A la suite de l’annonce par Facebook de la modification de sa politique de confidentialité, un groupe composé des cinq autorités de protection ayant décidé de mener des investigations (France, Belgique, Pays-Bas, Espagne et Land d’Hambourg) a été créé au sein du G29 (groupe des Cnil européennes) en mars 2015.
C’est dans ce contexte que la Cnil a effectué des contrôles sur place, sur pièces et en ligne pour vérifier la conformité du réseau social à la loi « Informatique et Libertés » du 6 janvier 1978. En effet, la Cnil a relevé plusieurs manquements de Facebook à la loi « Informatique et Libertés ».
La Cnil a souligné en premier qu’en vertu de la jurisprudence « Costeja » (CJUE, 13 mai 2014, affaire C-131/12, Google Spain SL et Google Inc. contre Agencia Española de Protección de Datos et Mario Costeja González) Facebook Inc. et Facebook Ireland Limited sont conjointement responsables, la loi française leur étant applicable dès lors que le traitement a été effectué sur le territoire français.
Collecte déloyale et illicite
En déposant des cookies sur le terminal de chaque internaute qui visite une page Facebook (pages d’un événement public ou d’un ami par exemple), le site est en mesure de suivre la navigation des internautes, à leur insu, sur des sites tiers, alors même qu’ils ne disposent pas de compte Facebook. Ce cookie permet alors au site d’identifier tous les sites internet sur lesquels cet internaute se rend dès lors qu’ils contiennent un bouton Facebook (« J’aime » ou « Se connecter » par exemple).

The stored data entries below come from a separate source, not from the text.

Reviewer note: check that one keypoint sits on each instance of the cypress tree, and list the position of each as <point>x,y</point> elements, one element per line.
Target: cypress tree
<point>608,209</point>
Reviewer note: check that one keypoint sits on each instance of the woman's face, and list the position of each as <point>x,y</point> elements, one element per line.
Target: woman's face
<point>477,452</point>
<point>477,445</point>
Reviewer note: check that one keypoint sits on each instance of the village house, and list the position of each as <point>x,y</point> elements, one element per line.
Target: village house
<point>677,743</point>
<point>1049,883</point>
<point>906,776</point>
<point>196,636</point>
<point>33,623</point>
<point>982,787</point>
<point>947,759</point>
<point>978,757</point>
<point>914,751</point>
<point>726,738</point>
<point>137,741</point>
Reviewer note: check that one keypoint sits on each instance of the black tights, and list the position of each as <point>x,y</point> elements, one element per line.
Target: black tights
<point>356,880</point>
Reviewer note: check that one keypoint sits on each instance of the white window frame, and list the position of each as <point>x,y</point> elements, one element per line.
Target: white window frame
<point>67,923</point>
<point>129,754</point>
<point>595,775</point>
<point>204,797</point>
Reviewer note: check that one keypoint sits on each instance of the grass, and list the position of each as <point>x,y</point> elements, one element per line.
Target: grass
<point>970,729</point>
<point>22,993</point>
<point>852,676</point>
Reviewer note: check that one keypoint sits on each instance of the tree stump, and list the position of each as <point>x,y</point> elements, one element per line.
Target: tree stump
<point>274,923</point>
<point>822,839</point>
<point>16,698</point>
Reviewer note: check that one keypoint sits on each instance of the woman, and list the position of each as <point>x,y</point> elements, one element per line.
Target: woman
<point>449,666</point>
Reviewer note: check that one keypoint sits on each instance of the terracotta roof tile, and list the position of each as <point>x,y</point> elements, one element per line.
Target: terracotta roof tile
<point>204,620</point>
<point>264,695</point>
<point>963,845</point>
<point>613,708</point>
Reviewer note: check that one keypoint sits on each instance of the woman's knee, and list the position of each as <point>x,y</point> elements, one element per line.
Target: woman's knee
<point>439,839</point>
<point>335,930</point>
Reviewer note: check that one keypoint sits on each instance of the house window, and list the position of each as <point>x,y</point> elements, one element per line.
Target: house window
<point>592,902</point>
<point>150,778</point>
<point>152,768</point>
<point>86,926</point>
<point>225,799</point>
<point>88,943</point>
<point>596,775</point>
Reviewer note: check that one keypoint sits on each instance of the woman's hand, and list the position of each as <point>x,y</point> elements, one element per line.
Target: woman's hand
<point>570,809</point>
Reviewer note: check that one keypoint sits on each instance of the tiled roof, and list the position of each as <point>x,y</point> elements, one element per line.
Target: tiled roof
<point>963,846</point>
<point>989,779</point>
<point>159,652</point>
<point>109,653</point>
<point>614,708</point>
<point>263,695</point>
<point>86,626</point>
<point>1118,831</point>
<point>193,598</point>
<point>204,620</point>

Manquement à l´obligation de recueillir préalablement le consentement des utilisateurs pour le traitement de données sensibles
Le réseau social ne recueille pas le consentement exprès des internautes lors de la collecte et du traitement des données relatives à leurs opinions politiques, ou religieuses, ou à leur orientation sexuelle. En effet, les internautes peuvent, en complétant leur profil sur Facebook, indiquer leurs orientations sexuelles, leurs opinions religieuses ou politiques. Or, la Cnil considère que la saisine d´un tel formulaire ne correspond pas à la définition du consentement libre spécifique et informé exigé pour leur traitement au titre de l´article 8 de la loi « Informatique et libertés ». Cette position dérive de l´interprétation retenue pas la Commission dans des délibérations antérieures mettant en demeure des sites de rencontre de se conformer à la loi en recueillant le consentement par le biais d´une case à cocher.

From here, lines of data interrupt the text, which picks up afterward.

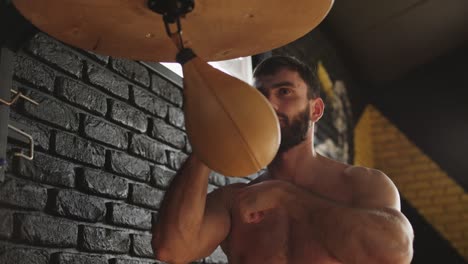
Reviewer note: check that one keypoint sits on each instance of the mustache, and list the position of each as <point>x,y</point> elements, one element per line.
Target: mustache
<point>282,116</point>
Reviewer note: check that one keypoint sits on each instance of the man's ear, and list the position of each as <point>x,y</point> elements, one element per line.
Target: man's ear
<point>316,107</point>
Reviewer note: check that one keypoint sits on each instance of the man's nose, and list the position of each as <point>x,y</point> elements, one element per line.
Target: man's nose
<point>273,102</point>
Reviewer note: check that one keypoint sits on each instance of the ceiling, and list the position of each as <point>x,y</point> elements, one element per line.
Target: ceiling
<point>385,39</point>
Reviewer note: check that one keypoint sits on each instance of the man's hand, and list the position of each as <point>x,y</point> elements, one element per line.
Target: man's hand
<point>256,199</point>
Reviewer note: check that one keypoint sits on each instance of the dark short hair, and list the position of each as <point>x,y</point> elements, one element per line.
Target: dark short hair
<point>276,63</point>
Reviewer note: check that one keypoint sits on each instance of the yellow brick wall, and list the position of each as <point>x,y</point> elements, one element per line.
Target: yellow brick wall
<point>444,204</point>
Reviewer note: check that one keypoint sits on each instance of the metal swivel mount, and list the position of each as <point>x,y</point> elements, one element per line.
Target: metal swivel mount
<point>172,11</point>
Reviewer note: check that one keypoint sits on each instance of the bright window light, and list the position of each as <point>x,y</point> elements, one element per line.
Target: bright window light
<point>240,68</point>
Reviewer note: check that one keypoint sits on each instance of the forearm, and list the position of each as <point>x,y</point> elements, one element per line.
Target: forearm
<point>181,214</point>
<point>352,235</point>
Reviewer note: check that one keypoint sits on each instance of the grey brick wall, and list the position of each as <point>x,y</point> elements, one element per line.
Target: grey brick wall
<point>109,136</point>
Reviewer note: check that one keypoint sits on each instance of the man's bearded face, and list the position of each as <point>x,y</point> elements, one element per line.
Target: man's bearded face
<point>294,130</point>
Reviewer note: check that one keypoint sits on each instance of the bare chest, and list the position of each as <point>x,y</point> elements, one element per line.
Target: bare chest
<point>277,239</point>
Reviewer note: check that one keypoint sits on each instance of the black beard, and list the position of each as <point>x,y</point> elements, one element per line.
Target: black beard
<point>294,132</point>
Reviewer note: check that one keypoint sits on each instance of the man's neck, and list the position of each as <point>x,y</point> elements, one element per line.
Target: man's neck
<point>295,164</point>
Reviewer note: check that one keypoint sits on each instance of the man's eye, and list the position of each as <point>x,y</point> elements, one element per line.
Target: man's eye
<point>284,91</point>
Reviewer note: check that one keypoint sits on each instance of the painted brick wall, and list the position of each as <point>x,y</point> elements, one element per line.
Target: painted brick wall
<point>109,135</point>
<point>421,181</point>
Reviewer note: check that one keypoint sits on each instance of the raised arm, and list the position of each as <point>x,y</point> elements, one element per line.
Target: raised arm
<point>370,230</point>
<point>191,224</point>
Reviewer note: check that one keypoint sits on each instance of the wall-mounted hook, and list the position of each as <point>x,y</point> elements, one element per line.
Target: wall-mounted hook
<point>31,143</point>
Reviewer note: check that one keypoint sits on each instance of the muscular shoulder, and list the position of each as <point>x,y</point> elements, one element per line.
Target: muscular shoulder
<point>371,188</point>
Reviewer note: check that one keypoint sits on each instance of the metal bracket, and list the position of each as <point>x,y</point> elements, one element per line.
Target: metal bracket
<point>6,73</point>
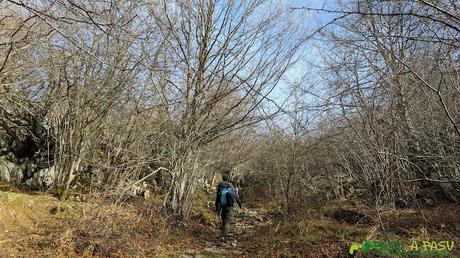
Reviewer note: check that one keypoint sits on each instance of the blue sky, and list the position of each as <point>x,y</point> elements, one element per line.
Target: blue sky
<point>302,72</point>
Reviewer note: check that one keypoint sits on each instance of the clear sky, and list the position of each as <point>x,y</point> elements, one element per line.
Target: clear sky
<point>303,72</point>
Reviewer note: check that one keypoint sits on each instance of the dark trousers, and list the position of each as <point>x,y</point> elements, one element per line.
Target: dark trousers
<point>226,216</point>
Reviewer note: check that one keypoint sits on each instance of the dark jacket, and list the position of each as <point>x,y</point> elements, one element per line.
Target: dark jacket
<point>230,198</point>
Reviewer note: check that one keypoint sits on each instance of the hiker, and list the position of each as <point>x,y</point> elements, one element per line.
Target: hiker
<point>221,187</point>
<point>224,206</point>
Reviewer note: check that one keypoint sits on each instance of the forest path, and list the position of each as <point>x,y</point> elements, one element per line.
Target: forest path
<point>244,225</point>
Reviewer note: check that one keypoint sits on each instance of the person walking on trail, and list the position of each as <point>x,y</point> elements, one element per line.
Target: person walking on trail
<point>222,185</point>
<point>224,204</point>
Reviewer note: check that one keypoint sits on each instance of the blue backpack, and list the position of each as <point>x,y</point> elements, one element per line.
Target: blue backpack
<point>223,196</point>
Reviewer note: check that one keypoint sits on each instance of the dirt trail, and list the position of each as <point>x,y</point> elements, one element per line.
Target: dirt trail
<point>245,223</point>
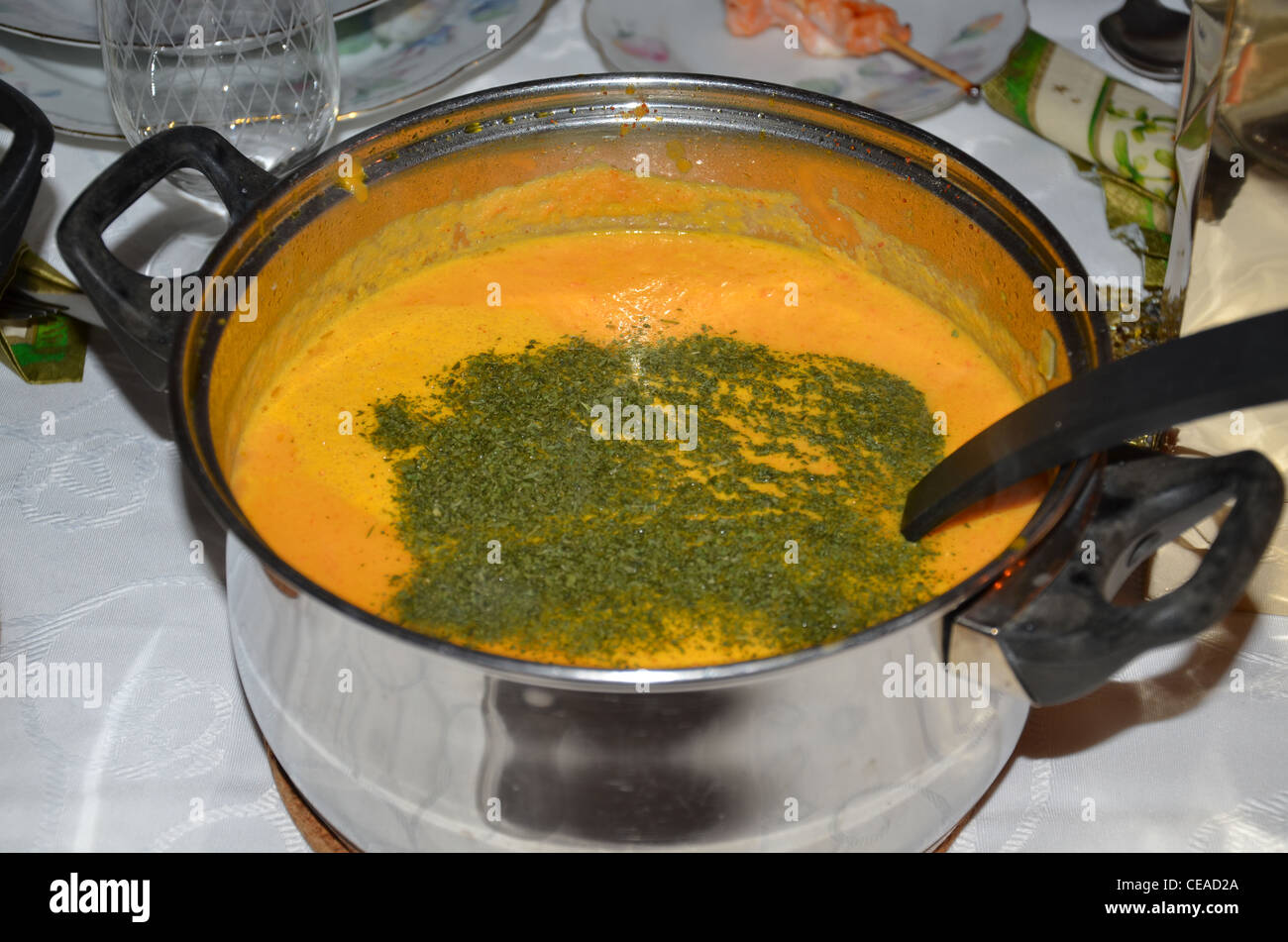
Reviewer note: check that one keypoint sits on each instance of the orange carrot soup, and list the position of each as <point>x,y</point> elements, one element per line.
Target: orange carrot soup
<point>623,447</point>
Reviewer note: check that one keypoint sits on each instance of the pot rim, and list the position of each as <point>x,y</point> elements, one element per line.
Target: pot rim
<point>1069,481</point>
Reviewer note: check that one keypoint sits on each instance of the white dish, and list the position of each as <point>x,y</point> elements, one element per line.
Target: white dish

Manquement à l´obligation d´information
Le site dépose sur l´ordinateur des internautes des cookies à finalité publicitaire, sans les en avoir au préalable correctement informés ni avoir recueilli leur consentement. Ces petits fichiers permettent de surveiller la navigation de l´internaute pour ensuite cibler les publicités qui lui seront proposées en fonction de ses goûts. La Commission reproche à Facebook de ne pas avoir respecté les conditions d’installation des cookies prévues à l’article 32 II de la loi « Informatique et libertés » du 6 janvier 1978 et ainsi que ses recommandations en la matière.
La Direction générale de la concurrence, de la consommation et de la répression des fraudes (DGCCRF) a également dénoncé le 9 février 2016 les conditions d´utilisation de Facebook. « Le pouvoir discrétionnaire de retirer des contenus ou informations publiés par l’internaute » et « le droit de modifier unilatéralement ses conditions d’utilisation sans que l’internaute en soit informé préalablement ou en présumant son accord » ont notamment été dénoncés par l’autorité, qui donne deux mois pour supprimer ces clauses qui créent « un déséquilibre ».
Absence de base légale à la combinaison de données
La Commission a constaté que les deux sociétés procèdent à une combinaison massive des données recueillies dans des contextes différents sans avoir recueilli préalablement le consentement des utilisateurs sur le fondement de l’article 7 de la loi « Informatique et libertés ». D´ailleurs, selon la Cnil, Facebook procède à une combinaison des données non seulement au regard des différentes utilisations du réseau social mais également en combinant des données de plusieurs sociétés du groupe.
Manquement à l´obligation de limiter la durée de conservation des données
La Commission a constaté également un manquement à l’obligation de définir et de respecter une durée de conservation proportionnée de données au regard des finalités poursuivies, dès lors que Facebook est en l’état de conserver les adresses IP utilisées pour l´ouverture d´un compte pour une période qui dépasse six mois.
La sécurité de données dans les flux transatlantiques
Enfin, Facebook transfère les données personnelles de ses membres aux États-Unis sur la base du Safe Harbor qui a été invalidée par la Cour de justice de l’Union européenne dans une décision du 6 octobre 2015 (CJUE, 6 octobre 2015, affaire C-362/14, Maximillian Schrems / Data Protection Commissioner).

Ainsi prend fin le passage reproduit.